Speaker: Yuri Maltsev, Professor of Economics, Carthage College
Russia’s interests in Central Asia are similar to those of China and the United States. Today, all three powers are mostly concerned with security in the region. After the collapse of the Soviet Union, Russian troops were withdrawn from Central Asia, with the exception of those in Tajikistan and small forces on the Kazakhstan and Kyrgyzstan borders with China. Both Russia and China were threatened by the spillover of Islamic militancy, terrorism, and arms and drug trafficking from the ongoing conflict in Afghanistan. The Shanghai Cooperation Organization, a security bloc jointly led by China and Russia, now includes Kazakhstan, Kyrgyzstan, Russia, Tajikistan, Uzbekistan, India, and Pakistan, and is currently engaged in military, security, economic and technological cooperative efforts in Central Asia. In this talk, Maltsev will discuss the current state of affairs and the development of international political cooperation in Central Asia since the fall of the Soviet Union.
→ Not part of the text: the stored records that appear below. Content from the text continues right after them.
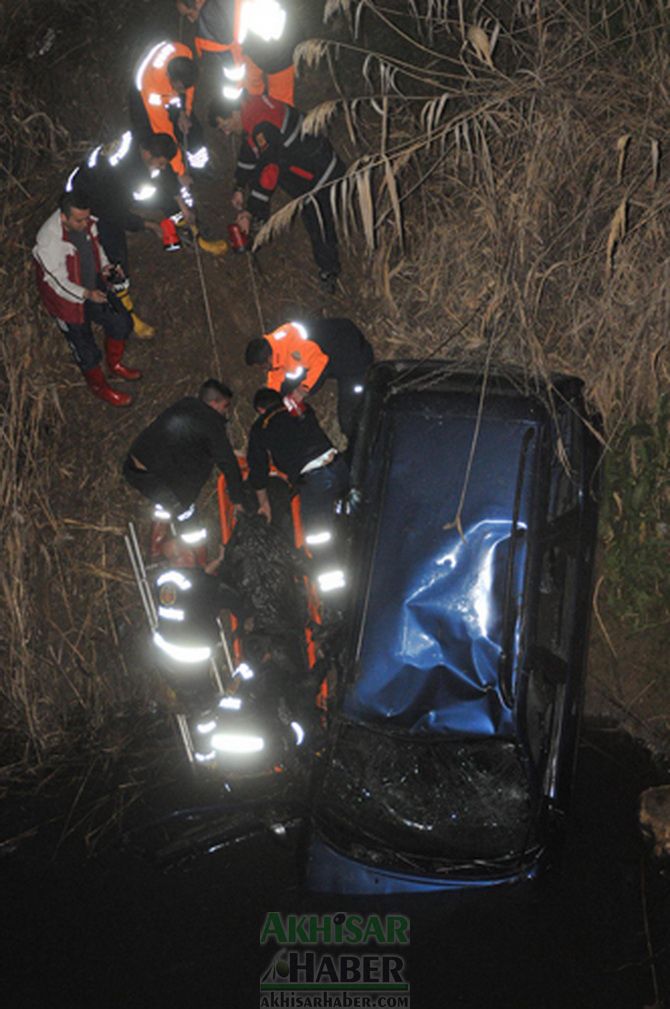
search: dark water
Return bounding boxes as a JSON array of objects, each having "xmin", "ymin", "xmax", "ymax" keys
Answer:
[{"xmin": 0, "ymin": 727, "xmax": 670, "ymax": 1009}]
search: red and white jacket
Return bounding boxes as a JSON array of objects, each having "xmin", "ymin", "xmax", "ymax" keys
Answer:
[{"xmin": 32, "ymin": 210, "xmax": 109, "ymax": 325}]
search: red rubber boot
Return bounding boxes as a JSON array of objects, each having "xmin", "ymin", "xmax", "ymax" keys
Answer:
[
  {"xmin": 84, "ymin": 365, "xmax": 132, "ymax": 407},
  {"xmin": 105, "ymin": 336, "xmax": 142, "ymax": 381}
]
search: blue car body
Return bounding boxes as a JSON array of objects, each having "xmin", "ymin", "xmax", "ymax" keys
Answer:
[{"xmin": 308, "ymin": 361, "xmax": 599, "ymax": 893}]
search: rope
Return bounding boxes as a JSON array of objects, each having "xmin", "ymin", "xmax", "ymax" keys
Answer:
[
  {"xmin": 192, "ymin": 227, "xmax": 221, "ymax": 375},
  {"xmin": 246, "ymin": 249, "xmax": 265, "ymax": 333}
]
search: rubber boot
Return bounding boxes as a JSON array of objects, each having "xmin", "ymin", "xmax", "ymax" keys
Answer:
[
  {"xmin": 119, "ymin": 290, "xmax": 155, "ymax": 340},
  {"xmin": 105, "ymin": 336, "xmax": 142, "ymax": 381},
  {"xmin": 191, "ymin": 225, "xmax": 230, "ymax": 255},
  {"xmin": 83, "ymin": 365, "xmax": 132, "ymax": 407},
  {"xmin": 198, "ymin": 235, "xmax": 229, "ymax": 255}
]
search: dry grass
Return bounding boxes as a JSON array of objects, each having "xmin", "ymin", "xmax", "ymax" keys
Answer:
[
  {"xmin": 0, "ymin": 0, "xmax": 670, "ymax": 771},
  {"xmin": 272, "ymin": 0, "xmax": 670, "ymax": 434}
]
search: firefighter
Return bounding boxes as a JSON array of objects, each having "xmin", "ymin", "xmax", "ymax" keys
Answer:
[
  {"xmin": 123, "ymin": 378, "xmax": 242, "ymax": 545},
  {"xmin": 177, "ymin": 0, "xmax": 300, "ymax": 105},
  {"xmin": 32, "ymin": 193, "xmax": 141, "ymax": 407},
  {"xmin": 244, "ymin": 319, "xmax": 374, "ymax": 443},
  {"xmin": 128, "ymin": 42, "xmax": 228, "ymax": 255},
  {"xmin": 129, "ymin": 41, "xmax": 209, "ymax": 188},
  {"xmin": 246, "ymin": 388, "xmax": 349, "ymax": 592},
  {"xmin": 210, "ymin": 95, "xmax": 345, "ymax": 293},
  {"xmin": 66, "ymin": 132, "xmax": 185, "ymax": 340}
]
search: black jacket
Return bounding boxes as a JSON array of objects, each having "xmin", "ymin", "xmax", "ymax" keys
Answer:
[
  {"xmin": 246, "ymin": 406, "xmax": 333, "ymax": 490},
  {"xmin": 235, "ymin": 95, "xmax": 345, "ymax": 220},
  {"xmin": 303, "ymin": 319, "xmax": 374, "ymax": 379},
  {"xmin": 128, "ymin": 396, "xmax": 242, "ymax": 503},
  {"xmin": 69, "ymin": 133, "xmax": 179, "ymax": 231}
]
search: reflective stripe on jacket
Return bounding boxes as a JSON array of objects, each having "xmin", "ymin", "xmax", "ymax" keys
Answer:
[
  {"xmin": 265, "ymin": 322, "xmax": 329, "ymax": 391},
  {"xmin": 135, "ymin": 41, "xmax": 196, "ymax": 176}
]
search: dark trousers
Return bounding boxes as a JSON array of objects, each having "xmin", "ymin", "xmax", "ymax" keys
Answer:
[
  {"xmin": 57, "ymin": 299, "xmax": 132, "ymax": 371},
  {"xmin": 312, "ymin": 343, "xmax": 374, "ymax": 439},
  {"xmin": 302, "ymin": 179, "xmax": 340, "ymax": 275},
  {"xmin": 298, "ymin": 455, "xmax": 349, "ymax": 534},
  {"xmin": 98, "ymin": 217, "xmax": 130, "ymax": 276}
]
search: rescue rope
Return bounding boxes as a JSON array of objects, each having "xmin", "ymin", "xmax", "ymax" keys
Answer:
[
  {"xmin": 246, "ymin": 249, "xmax": 265, "ymax": 333},
  {"xmin": 192, "ymin": 226, "xmax": 222, "ymax": 375}
]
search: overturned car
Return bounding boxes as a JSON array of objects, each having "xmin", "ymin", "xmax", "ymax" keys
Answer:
[{"xmin": 308, "ymin": 361, "xmax": 599, "ymax": 893}]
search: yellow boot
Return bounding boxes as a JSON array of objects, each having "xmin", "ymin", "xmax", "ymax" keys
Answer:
[
  {"xmin": 119, "ymin": 291, "xmax": 155, "ymax": 340},
  {"xmin": 198, "ymin": 235, "xmax": 228, "ymax": 255},
  {"xmin": 191, "ymin": 224, "xmax": 230, "ymax": 255}
]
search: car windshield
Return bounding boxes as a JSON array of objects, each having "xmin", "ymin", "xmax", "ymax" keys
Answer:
[
  {"xmin": 343, "ymin": 393, "xmax": 532, "ymax": 737},
  {"xmin": 319, "ymin": 381, "xmax": 539, "ymax": 871}
]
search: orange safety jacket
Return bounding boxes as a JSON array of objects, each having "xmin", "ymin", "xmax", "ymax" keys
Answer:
[
  {"xmin": 265, "ymin": 322, "xmax": 330, "ymax": 393},
  {"xmin": 135, "ymin": 41, "xmax": 196, "ymax": 176},
  {"xmin": 194, "ymin": 0, "xmax": 296, "ymax": 105}
]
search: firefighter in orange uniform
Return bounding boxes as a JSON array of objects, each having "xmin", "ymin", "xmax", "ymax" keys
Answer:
[
  {"xmin": 129, "ymin": 41, "xmax": 209, "ymax": 187},
  {"xmin": 244, "ymin": 318, "xmax": 374, "ymax": 446},
  {"xmin": 177, "ymin": 0, "xmax": 299, "ymax": 105},
  {"xmin": 245, "ymin": 322, "xmax": 328, "ymax": 403}
]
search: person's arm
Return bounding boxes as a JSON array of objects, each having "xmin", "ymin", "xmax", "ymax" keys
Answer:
[
  {"xmin": 256, "ymin": 487, "xmax": 272, "ymax": 522},
  {"xmin": 233, "ymin": 137, "xmax": 258, "ymax": 197},
  {"xmin": 246, "ymin": 424, "xmax": 269, "ymax": 492},
  {"xmin": 177, "ymin": 0, "xmax": 207, "ymax": 22},
  {"xmin": 32, "ymin": 237, "xmax": 94, "ymax": 305},
  {"xmin": 214, "ymin": 431, "xmax": 242, "ymax": 505},
  {"xmin": 300, "ymin": 340, "xmax": 330, "ymax": 396}
]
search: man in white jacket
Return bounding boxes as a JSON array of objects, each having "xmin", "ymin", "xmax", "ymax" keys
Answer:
[{"xmin": 32, "ymin": 193, "xmax": 141, "ymax": 407}]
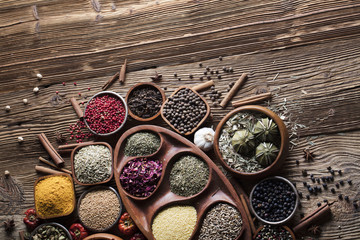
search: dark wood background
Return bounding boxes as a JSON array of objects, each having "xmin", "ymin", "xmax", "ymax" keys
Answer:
[{"xmin": 0, "ymin": 0, "xmax": 360, "ymax": 239}]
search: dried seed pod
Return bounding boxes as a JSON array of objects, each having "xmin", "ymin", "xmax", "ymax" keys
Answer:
[
  {"xmin": 253, "ymin": 118, "xmax": 279, "ymax": 142},
  {"xmin": 231, "ymin": 129, "xmax": 255, "ymax": 154},
  {"xmin": 255, "ymin": 142, "xmax": 279, "ymax": 166}
]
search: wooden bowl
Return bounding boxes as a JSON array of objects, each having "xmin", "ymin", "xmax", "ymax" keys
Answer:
[
  {"xmin": 84, "ymin": 91, "xmax": 128, "ymax": 136},
  {"xmin": 253, "ymin": 226, "xmax": 296, "ymax": 240},
  {"xmin": 214, "ymin": 105, "xmax": 289, "ymax": 180},
  {"xmin": 249, "ymin": 176, "xmax": 299, "ymax": 225},
  {"xmin": 34, "ymin": 173, "xmax": 76, "ymax": 219},
  {"xmin": 125, "ymin": 82, "xmax": 166, "ymax": 122},
  {"xmin": 114, "ymin": 125, "xmax": 251, "ymax": 240},
  {"xmin": 30, "ymin": 222, "xmax": 72, "ymax": 240},
  {"xmin": 84, "ymin": 233, "xmax": 123, "ymax": 240},
  {"xmin": 160, "ymin": 86, "xmax": 210, "ymax": 136},
  {"xmin": 71, "ymin": 142, "xmax": 114, "ymax": 186},
  {"xmin": 76, "ymin": 186, "xmax": 123, "ymax": 232}
]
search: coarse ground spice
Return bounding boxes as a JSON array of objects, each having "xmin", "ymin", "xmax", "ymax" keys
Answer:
[
  {"xmin": 84, "ymin": 94, "xmax": 126, "ymax": 134},
  {"xmin": 152, "ymin": 206, "xmax": 197, "ymax": 240},
  {"xmin": 35, "ymin": 175, "xmax": 75, "ymax": 217},
  {"xmin": 255, "ymin": 225, "xmax": 293, "ymax": 240},
  {"xmin": 198, "ymin": 203, "xmax": 242, "ymax": 240},
  {"xmin": 79, "ymin": 189, "xmax": 120, "ymax": 231},
  {"xmin": 124, "ymin": 132, "xmax": 160, "ymax": 157},
  {"xmin": 170, "ymin": 155, "xmax": 209, "ymax": 197},
  {"xmin": 74, "ymin": 145, "xmax": 112, "ymax": 184}
]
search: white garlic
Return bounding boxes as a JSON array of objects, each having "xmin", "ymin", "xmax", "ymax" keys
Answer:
[
  {"xmin": 36, "ymin": 73, "xmax": 42, "ymax": 80},
  {"xmin": 33, "ymin": 87, "xmax": 39, "ymax": 93},
  {"xmin": 194, "ymin": 127, "xmax": 215, "ymax": 151}
]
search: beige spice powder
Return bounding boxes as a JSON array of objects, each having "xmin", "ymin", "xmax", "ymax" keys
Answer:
[{"xmin": 79, "ymin": 190, "xmax": 120, "ymax": 231}]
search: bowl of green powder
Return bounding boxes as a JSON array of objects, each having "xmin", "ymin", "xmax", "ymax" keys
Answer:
[{"xmin": 71, "ymin": 142, "xmax": 113, "ymax": 186}]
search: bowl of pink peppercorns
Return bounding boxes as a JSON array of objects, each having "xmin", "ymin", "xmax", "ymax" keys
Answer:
[{"xmin": 84, "ymin": 91, "xmax": 128, "ymax": 136}]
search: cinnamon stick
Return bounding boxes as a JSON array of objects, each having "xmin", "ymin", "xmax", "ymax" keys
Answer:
[
  {"xmin": 240, "ymin": 194, "xmax": 256, "ymax": 235},
  {"xmin": 220, "ymin": 73, "xmax": 248, "ymax": 108},
  {"xmin": 293, "ymin": 204, "xmax": 331, "ymax": 235},
  {"xmin": 102, "ymin": 72, "xmax": 119, "ymax": 90},
  {"xmin": 58, "ymin": 141, "xmax": 94, "ymax": 150},
  {"xmin": 231, "ymin": 92, "xmax": 272, "ymax": 108},
  {"xmin": 39, "ymin": 133, "xmax": 65, "ymax": 167},
  {"xmin": 70, "ymin": 97, "xmax": 84, "ymax": 119},
  {"xmin": 39, "ymin": 157, "xmax": 72, "ymax": 175},
  {"xmin": 119, "ymin": 59, "xmax": 127, "ymax": 83},
  {"xmin": 191, "ymin": 80, "xmax": 214, "ymax": 92},
  {"xmin": 35, "ymin": 165, "xmax": 62, "ymax": 174}
]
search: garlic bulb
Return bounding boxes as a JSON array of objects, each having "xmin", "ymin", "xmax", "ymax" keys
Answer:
[{"xmin": 194, "ymin": 127, "xmax": 215, "ymax": 151}]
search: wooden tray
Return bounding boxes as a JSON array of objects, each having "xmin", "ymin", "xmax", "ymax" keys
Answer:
[{"xmin": 114, "ymin": 125, "xmax": 251, "ymax": 240}]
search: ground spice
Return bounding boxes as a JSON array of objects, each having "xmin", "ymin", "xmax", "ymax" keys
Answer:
[
  {"xmin": 79, "ymin": 189, "xmax": 120, "ymax": 231},
  {"xmin": 35, "ymin": 175, "xmax": 75, "ymax": 218},
  {"xmin": 170, "ymin": 155, "xmax": 209, "ymax": 197},
  {"xmin": 152, "ymin": 206, "xmax": 197, "ymax": 240},
  {"xmin": 198, "ymin": 203, "xmax": 242, "ymax": 240},
  {"xmin": 74, "ymin": 145, "xmax": 112, "ymax": 184},
  {"xmin": 124, "ymin": 132, "xmax": 160, "ymax": 157}
]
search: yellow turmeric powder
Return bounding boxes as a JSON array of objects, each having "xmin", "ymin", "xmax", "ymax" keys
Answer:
[{"xmin": 35, "ymin": 175, "xmax": 75, "ymax": 218}]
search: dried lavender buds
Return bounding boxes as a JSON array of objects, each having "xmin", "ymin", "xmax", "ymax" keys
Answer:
[
  {"xmin": 170, "ymin": 155, "xmax": 209, "ymax": 197},
  {"xmin": 198, "ymin": 203, "xmax": 242, "ymax": 240},
  {"xmin": 163, "ymin": 88, "xmax": 207, "ymax": 134},
  {"xmin": 74, "ymin": 144, "xmax": 112, "ymax": 184}
]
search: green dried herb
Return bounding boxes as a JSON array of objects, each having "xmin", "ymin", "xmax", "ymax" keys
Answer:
[
  {"xmin": 170, "ymin": 155, "xmax": 209, "ymax": 197},
  {"xmin": 124, "ymin": 132, "xmax": 160, "ymax": 157},
  {"xmin": 256, "ymin": 142, "xmax": 279, "ymax": 167}
]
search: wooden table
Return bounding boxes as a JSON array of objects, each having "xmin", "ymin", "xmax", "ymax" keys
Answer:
[{"xmin": 0, "ymin": 0, "xmax": 360, "ymax": 239}]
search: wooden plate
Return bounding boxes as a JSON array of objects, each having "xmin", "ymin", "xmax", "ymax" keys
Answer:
[
  {"xmin": 125, "ymin": 82, "xmax": 166, "ymax": 122},
  {"xmin": 214, "ymin": 105, "xmax": 289, "ymax": 180},
  {"xmin": 114, "ymin": 125, "xmax": 251, "ymax": 240},
  {"xmin": 160, "ymin": 86, "xmax": 210, "ymax": 136},
  {"xmin": 71, "ymin": 142, "xmax": 114, "ymax": 186}
]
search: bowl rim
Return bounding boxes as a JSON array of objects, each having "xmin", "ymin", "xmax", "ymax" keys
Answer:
[
  {"xmin": 34, "ymin": 173, "xmax": 76, "ymax": 219},
  {"xmin": 249, "ymin": 176, "xmax": 299, "ymax": 225},
  {"xmin": 76, "ymin": 185, "xmax": 123, "ymax": 233},
  {"xmin": 30, "ymin": 222, "xmax": 72, "ymax": 240},
  {"xmin": 84, "ymin": 91, "xmax": 129, "ymax": 136},
  {"xmin": 160, "ymin": 86, "xmax": 211, "ymax": 136},
  {"xmin": 125, "ymin": 82, "xmax": 166, "ymax": 122},
  {"xmin": 70, "ymin": 142, "xmax": 114, "ymax": 186},
  {"xmin": 214, "ymin": 105, "xmax": 289, "ymax": 179}
]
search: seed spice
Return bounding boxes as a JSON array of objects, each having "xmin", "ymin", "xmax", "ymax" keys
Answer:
[
  {"xmin": 74, "ymin": 145, "xmax": 112, "ymax": 184},
  {"xmin": 124, "ymin": 132, "xmax": 161, "ymax": 157},
  {"xmin": 198, "ymin": 203, "xmax": 242, "ymax": 240},
  {"xmin": 152, "ymin": 206, "xmax": 197, "ymax": 240},
  {"xmin": 79, "ymin": 189, "xmax": 120, "ymax": 231},
  {"xmin": 170, "ymin": 155, "xmax": 209, "ymax": 197}
]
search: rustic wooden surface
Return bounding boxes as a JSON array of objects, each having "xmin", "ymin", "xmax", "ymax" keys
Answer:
[{"xmin": 0, "ymin": 0, "xmax": 360, "ymax": 239}]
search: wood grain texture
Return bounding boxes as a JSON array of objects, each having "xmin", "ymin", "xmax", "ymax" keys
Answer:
[{"xmin": 0, "ymin": 0, "xmax": 360, "ymax": 239}]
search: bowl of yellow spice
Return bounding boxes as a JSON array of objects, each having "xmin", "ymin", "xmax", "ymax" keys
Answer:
[{"xmin": 34, "ymin": 173, "xmax": 76, "ymax": 219}]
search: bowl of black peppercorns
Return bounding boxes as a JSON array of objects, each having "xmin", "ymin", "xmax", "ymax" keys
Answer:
[
  {"xmin": 161, "ymin": 87, "xmax": 210, "ymax": 135},
  {"xmin": 250, "ymin": 176, "xmax": 299, "ymax": 225}
]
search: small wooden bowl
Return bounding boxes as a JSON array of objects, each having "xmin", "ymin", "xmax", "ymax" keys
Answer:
[
  {"xmin": 160, "ymin": 86, "xmax": 210, "ymax": 136},
  {"xmin": 76, "ymin": 186, "xmax": 123, "ymax": 232},
  {"xmin": 84, "ymin": 91, "xmax": 129, "ymax": 136},
  {"xmin": 125, "ymin": 82, "xmax": 166, "ymax": 122},
  {"xmin": 253, "ymin": 226, "xmax": 296, "ymax": 240},
  {"xmin": 84, "ymin": 233, "xmax": 123, "ymax": 240},
  {"xmin": 249, "ymin": 176, "xmax": 299, "ymax": 225},
  {"xmin": 214, "ymin": 105, "xmax": 289, "ymax": 180},
  {"xmin": 34, "ymin": 173, "xmax": 76, "ymax": 219},
  {"xmin": 71, "ymin": 142, "xmax": 114, "ymax": 186},
  {"xmin": 30, "ymin": 222, "xmax": 72, "ymax": 239}
]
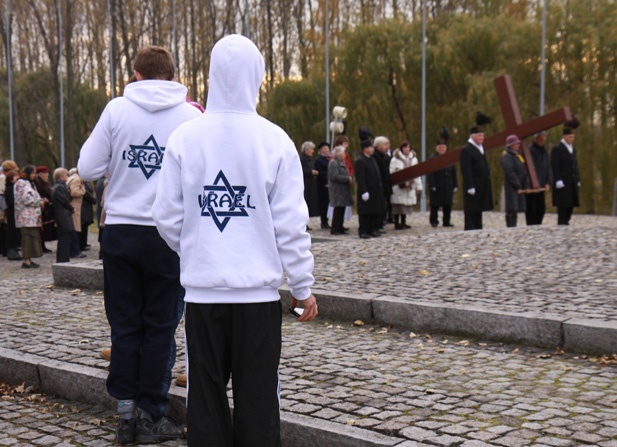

Yuri Maltsev is professor of economics at Carthage College in Kenosha, Wisconsin. Before emigrating to the United States, Maltsev was a Chief Consultant for the Bank of Foreign Trade and a member of a senior team of Soviet economists working on President Gorbachev’s reforms package. Prior to joining Carthage College, he was a Peace Fellow at the United States Institute of Peace in Washington, D.C., where he briefed members of Congress and senior officials at the executive branch on issues of national security and foreign economic assessment. Maltsev also regularly speaks on the topic of Russian involvement in Central Asia at the Alan L. Freed Associates public policy seminars for senior military and intelligence officials.